The proportional-share allocation is commonly used in market-based resource allocation [11], [5], in which a user submits bids for different resources and receives a fraction of each resource equal to his bid divided by the sum of all the bids submitted for that resource. It is different to our processor-sharing (PS) allocator, which allows each admitted request to have an equal share of the service capacity. Proportional-share requires all jobs to have pre-defined weights in order to calculate the fraction of resource to allocate. This works well for batch jobs in a small cluster, but has limitations for a service running in the cloud. The elastic resource pool and requests from dynamic client applications make weight-assignment a non-trivial task. Our processorsharing admission control is capable of accommodating dynamic applications and ensures that random requests do not interfere with the processing of requests that carry certain values for an application and a service provider. Our method is unique in the following aspects: 1. The utility function is time-varying and dependency aware. The latter is important for the cloud where mashup services are common. 2. Our model allows new service instances to be added dynamically and consistently evaluates the profit of adding a new instance, while most previous work deal with resource pools of fixed size.

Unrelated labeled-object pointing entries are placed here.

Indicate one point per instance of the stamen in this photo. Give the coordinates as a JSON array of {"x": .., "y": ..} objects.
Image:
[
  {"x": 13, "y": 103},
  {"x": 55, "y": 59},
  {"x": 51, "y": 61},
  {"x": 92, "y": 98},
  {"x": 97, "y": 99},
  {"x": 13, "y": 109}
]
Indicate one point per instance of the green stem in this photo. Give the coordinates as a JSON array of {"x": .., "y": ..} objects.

7. Conclusion As cloud computing is primarily driven by its cost effectiveness and as the scheduling of compositeservice applications, particularly in cloud systems, has not been intensively studied, we have addressed this scheduling problem with the explicit consideration of profit, and presented two sets of profit-driven service request scheduling algorithms. These algorithms are devised incorporating a pricing model using PS and two allowable delay metrics (asad and csad). We have demonstrated the efficacy of such an incorporation for consumer applications with interdependent services. It is identified that those two allowable delay metrics enable effective exploitation of characteristics of precedence-constrained applications. Our evaluation results confidently confirm these claims together with the promising performance of our algorithms.